Once you review your reports, correct any errors or outdated information by contacting the reporting agency. Look to improve your score by asking vendors or suppliers that aren’t listed to report your payments — though some companies provide this information automatically, many others do not. Aim to pay down existing debt and keep revolving balances low, as high balances can hurt your score. If there are blemishes on your credit report — such as a delinquent payment — be sure you can explain them to the lender. View our article for “How to Build Business Credit” for more information.
Lenders’ requirements may vary as to what documentation they need from borrowers. Banks will typically ask for business and personal tax returns; they might also review balance sheets, income statements, cash flow projections and other financial statements. Marketplace lenders, which typically have a more streamlined application process, may require less documentation. To use your time efficiently, ask your lender which documents it will need to review. If you’re applying for Small Business Administration (SBA) financing, you can find a list of required documents on the SBA website.
Depending on the type of financing you’re seeking, you may need to consider putting up collateral. Traditional bank and SBA loans typically require borrowers to pledge property or other assets that could be sold to repay the loan if the loan cannot be repaid with cash. Other credit sources, such as marketplace lenders, typically require a personal guarantee — a written promise of repayment from the business owner if the business does not pay. Personal guarantees are not tied to a specific asset, but they do make a business owner personally responsible for meeting a loan obligation.

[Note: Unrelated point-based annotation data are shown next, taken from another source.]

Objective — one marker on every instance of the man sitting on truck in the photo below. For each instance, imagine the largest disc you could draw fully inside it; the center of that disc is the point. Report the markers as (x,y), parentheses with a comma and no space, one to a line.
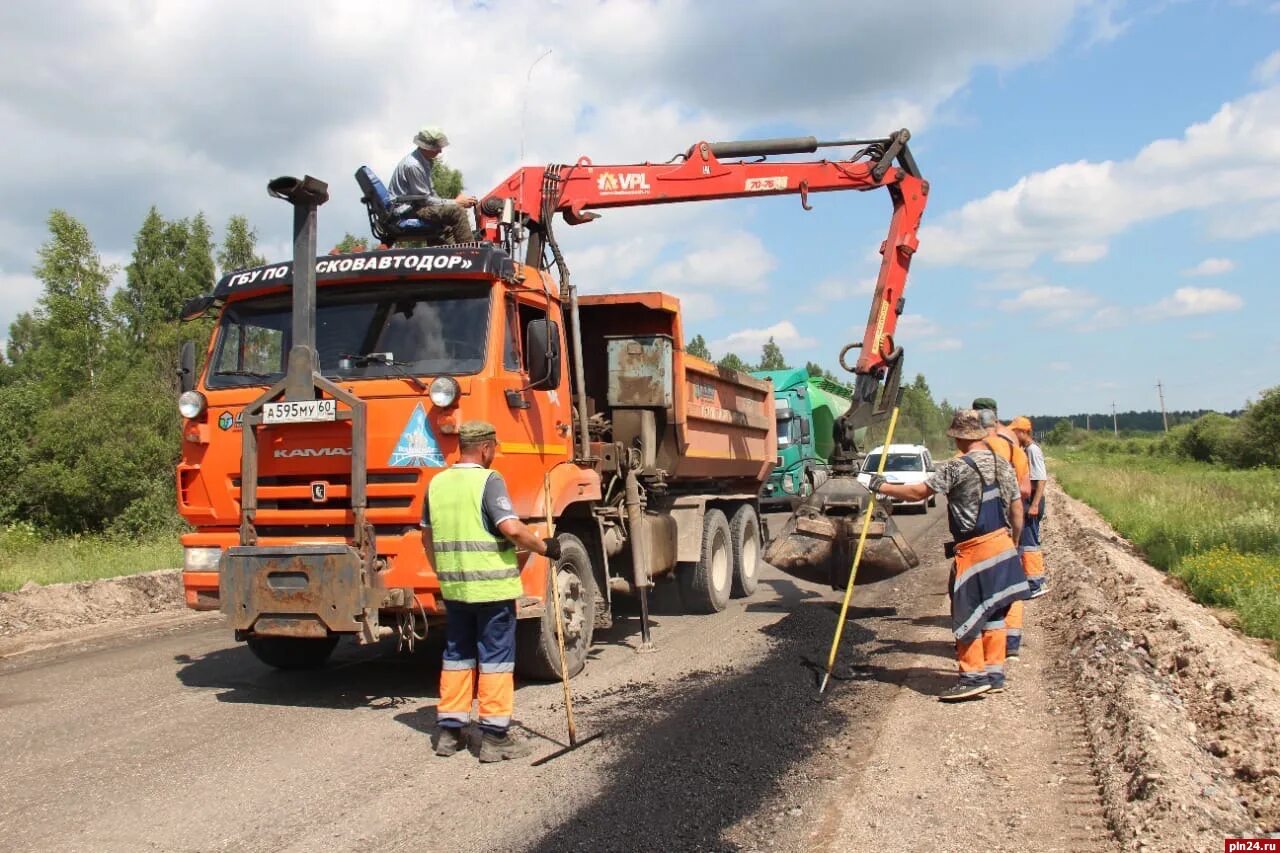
(984,511)
(412,177)
(471,532)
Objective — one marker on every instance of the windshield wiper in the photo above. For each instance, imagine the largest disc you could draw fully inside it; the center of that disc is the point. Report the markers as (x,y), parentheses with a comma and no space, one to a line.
(380,357)
(252,374)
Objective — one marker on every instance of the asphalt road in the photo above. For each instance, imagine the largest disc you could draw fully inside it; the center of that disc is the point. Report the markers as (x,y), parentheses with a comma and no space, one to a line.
(184,742)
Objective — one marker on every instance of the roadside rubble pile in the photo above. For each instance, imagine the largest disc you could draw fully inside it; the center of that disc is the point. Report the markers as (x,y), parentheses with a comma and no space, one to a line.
(1183,712)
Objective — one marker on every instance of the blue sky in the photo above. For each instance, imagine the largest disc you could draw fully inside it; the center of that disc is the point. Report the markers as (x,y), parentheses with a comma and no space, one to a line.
(1105,204)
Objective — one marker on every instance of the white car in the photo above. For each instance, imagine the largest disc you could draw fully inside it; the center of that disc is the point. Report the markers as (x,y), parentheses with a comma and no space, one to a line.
(906,464)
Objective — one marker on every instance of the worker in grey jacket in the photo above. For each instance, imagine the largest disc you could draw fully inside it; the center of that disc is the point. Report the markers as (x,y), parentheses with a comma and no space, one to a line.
(412,177)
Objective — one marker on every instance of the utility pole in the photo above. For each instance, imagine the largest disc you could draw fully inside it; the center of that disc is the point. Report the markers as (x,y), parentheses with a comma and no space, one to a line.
(1164,416)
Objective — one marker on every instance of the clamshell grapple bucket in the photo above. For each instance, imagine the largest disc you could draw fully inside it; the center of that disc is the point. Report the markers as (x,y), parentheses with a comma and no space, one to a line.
(817,543)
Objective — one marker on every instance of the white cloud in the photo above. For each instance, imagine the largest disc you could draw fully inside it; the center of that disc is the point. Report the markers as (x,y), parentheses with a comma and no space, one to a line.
(1211,267)
(1215,167)
(748,342)
(242,99)
(1269,68)
(735,261)
(1191,301)
(21,292)
(1055,301)
(830,292)
(1086,254)
(915,327)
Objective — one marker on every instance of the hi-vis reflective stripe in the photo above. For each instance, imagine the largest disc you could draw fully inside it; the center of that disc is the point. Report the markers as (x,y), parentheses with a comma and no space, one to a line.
(542,450)
(478,574)
(471,546)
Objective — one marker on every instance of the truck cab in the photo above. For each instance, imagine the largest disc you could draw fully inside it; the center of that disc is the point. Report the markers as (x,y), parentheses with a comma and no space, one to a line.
(807,409)
(306,514)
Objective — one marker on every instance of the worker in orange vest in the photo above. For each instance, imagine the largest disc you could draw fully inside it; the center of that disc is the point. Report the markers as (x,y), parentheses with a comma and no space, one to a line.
(984,514)
(1005,443)
(1029,546)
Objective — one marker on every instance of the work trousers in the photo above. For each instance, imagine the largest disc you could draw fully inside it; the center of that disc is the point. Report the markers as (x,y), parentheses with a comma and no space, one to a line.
(478,637)
(1029,548)
(453,222)
(982,658)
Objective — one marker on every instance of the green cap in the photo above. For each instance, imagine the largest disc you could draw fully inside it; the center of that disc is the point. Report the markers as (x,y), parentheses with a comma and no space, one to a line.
(476,430)
(986,402)
(430,137)
(967,424)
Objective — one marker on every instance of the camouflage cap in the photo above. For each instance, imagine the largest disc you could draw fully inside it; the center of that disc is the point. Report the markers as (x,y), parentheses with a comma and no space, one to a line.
(430,137)
(965,424)
(476,430)
(986,402)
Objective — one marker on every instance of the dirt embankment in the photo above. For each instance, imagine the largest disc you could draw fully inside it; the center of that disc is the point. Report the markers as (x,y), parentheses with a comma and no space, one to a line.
(40,616)
(1183,712)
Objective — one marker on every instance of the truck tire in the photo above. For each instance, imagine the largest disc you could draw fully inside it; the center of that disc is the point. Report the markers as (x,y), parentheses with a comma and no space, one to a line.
(745,538)
(707,584)
(292,652)
(536,649)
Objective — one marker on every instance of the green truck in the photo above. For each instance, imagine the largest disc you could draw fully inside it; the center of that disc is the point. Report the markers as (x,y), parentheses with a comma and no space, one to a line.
(807,410)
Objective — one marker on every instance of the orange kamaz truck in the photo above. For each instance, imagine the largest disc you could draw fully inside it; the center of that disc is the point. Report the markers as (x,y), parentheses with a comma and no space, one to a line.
(306,507)
(333,389)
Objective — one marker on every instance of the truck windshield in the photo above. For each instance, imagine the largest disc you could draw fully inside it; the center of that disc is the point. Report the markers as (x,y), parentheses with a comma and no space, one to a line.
(895,463)
(361,333)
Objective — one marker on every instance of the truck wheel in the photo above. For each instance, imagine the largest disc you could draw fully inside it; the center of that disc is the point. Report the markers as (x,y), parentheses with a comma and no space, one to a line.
(745,538)
(705,585)
(292,652)
(536,649)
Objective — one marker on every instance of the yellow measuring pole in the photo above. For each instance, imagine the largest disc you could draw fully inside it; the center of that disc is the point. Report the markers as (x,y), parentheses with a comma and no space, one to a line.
(858,557)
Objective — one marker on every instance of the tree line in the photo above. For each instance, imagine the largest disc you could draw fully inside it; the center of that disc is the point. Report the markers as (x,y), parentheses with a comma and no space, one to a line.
(87,379)
(1249,438)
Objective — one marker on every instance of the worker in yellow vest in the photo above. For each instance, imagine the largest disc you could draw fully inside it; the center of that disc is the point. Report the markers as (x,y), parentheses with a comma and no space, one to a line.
(471,533)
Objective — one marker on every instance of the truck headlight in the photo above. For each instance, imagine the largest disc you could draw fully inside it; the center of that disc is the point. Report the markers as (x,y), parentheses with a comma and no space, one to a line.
(201,559)
(444,391)
(191,404)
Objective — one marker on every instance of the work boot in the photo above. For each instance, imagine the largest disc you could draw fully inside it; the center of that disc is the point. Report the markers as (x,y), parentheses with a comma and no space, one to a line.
(502,747)
(964,690)
(449,740)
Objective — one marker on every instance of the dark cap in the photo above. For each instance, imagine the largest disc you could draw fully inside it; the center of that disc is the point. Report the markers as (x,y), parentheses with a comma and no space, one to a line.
(986,402)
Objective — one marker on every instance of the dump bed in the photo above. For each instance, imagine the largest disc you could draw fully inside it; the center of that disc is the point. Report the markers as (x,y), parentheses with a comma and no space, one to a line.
(712,424)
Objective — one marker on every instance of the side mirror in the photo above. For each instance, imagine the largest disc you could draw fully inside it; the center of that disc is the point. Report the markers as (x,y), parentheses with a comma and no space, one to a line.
(187,365)
(543,355)
(196,308)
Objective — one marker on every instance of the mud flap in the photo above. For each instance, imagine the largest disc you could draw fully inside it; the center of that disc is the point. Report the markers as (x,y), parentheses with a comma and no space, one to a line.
(818,542)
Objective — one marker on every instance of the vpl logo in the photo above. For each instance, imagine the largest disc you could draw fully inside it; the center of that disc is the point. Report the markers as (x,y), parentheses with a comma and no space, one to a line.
(305,452)
(626,183)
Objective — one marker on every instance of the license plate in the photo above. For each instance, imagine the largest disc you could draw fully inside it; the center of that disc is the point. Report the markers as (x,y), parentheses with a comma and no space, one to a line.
(300,411)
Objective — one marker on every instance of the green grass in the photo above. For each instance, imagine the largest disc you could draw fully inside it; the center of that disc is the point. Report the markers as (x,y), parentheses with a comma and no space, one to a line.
(1216,529)
(24,555)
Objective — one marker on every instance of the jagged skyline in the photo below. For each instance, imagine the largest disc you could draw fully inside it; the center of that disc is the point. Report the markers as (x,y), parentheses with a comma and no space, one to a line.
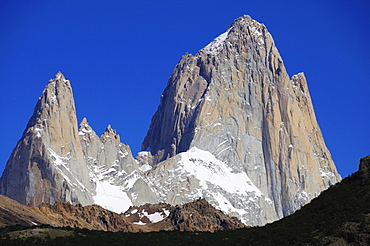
(118,58)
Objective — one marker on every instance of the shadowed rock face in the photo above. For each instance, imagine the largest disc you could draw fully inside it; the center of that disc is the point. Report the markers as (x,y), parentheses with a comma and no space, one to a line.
(232,127)
(48,164)
(195,216)
(235,100)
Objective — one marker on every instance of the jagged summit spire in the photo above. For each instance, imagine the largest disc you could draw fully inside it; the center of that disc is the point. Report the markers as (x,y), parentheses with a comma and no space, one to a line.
(58,77)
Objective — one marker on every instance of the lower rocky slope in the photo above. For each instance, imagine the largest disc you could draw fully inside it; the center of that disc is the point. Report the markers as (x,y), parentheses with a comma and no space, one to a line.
(195,216)
(339,216)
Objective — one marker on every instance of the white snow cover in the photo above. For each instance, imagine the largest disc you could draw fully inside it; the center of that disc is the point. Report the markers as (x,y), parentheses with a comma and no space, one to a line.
(216,45)
(111,197)
(145,167)
(208,169)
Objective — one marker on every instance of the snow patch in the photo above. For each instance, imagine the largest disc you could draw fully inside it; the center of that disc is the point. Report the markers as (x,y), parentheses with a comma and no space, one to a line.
(216,45)
(145,167)
(111,197)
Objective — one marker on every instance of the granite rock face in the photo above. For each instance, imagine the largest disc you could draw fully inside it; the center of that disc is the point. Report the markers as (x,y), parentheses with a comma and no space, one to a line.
(48,163)
(232,127)
(235,100)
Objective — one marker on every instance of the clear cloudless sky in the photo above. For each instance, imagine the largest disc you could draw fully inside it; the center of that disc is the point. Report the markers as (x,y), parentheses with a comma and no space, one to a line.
(118,56)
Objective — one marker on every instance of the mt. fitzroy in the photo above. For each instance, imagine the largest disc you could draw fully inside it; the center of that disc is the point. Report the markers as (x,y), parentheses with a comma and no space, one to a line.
(231,127)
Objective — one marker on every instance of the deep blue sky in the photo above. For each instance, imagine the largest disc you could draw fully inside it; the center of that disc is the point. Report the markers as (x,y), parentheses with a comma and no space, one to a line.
(118,56)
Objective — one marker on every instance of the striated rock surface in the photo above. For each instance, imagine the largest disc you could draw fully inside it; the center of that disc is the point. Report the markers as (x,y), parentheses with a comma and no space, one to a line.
(232,127)
(48,164)
(235,100)
(195,216)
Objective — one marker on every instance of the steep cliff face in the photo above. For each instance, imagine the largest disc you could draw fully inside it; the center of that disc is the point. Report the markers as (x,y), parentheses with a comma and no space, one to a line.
(48,164)
(235,100)
(232,127)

As you evaluate lenders and loan offers, it’s important to consider what your total costs will be, including interest and any fees. This is important for ensuring that payments will be manageable. Factors to consider include:
Calculating a loan’s annual percentage rate (APR) can help you determine your total costs for financing. The APR includes the interest rate, origination fee and other costs. Many lenders will disclose their APR; there are also free online calculators than can help you to compute it.
If you plan to approach a bank for financing such as a traditional loan or an SBA loan, you will need to apply far in advance, as the application and approval process can take weeks or even months. It can also be advantageous to have a relationship in place with a bank before seeking financing, and this can take time to develop. If you have an objective with a longer timeline (e.g., buying a building or long-term equipment), the lengthier time frame may be workable.
Online credit sources, such as marketplace lenders, typically offer a much faster application and approval process. Funds may be delivered within days or weeks. This can be advantageous if you need funds quickly to take advantage of a strategic opportunity, meet working capital needs or refinance debt before an expensive increase in interest rates. Though the amount you are able to borrow may not be as high as with traditional bank or SBA financing, the flexibility can offer a significant advantage to some borrowers.
Your relationship with a lender may last several years, so it’s important to choose who you work with carefully. Does the lender have a track record of working with small businesses? Are they personally receptive to your needs? Are they able to answer your questions and clearly explain the terms of their financing up front? If you feel rushed or confused — or feel that you aren’t getting proper attention and advice — it’s probably best to consider other options.
It’s also important to understand what will follow after you’re approved for financing. Will you be able to directly contact an adviser who’s knowledgeable about the specifics of your loan or credit line? How readily will you be able to access information and documentation on your account? Will you be able to make adjustments such as changing your payment date or paying off your balance early? Keep in mind that even if a deal looks good on paper, it may prove to be a headache if you don’t have the support you need.
Applying for credit may be one of the most important steps you take as a business owner. Thorough preparation can help you secure the funds you need to grow and compete. Choosing a lender that understands your needs and offers a transparent APR and clear payback guidelines can help you maximize the benefits of the funding.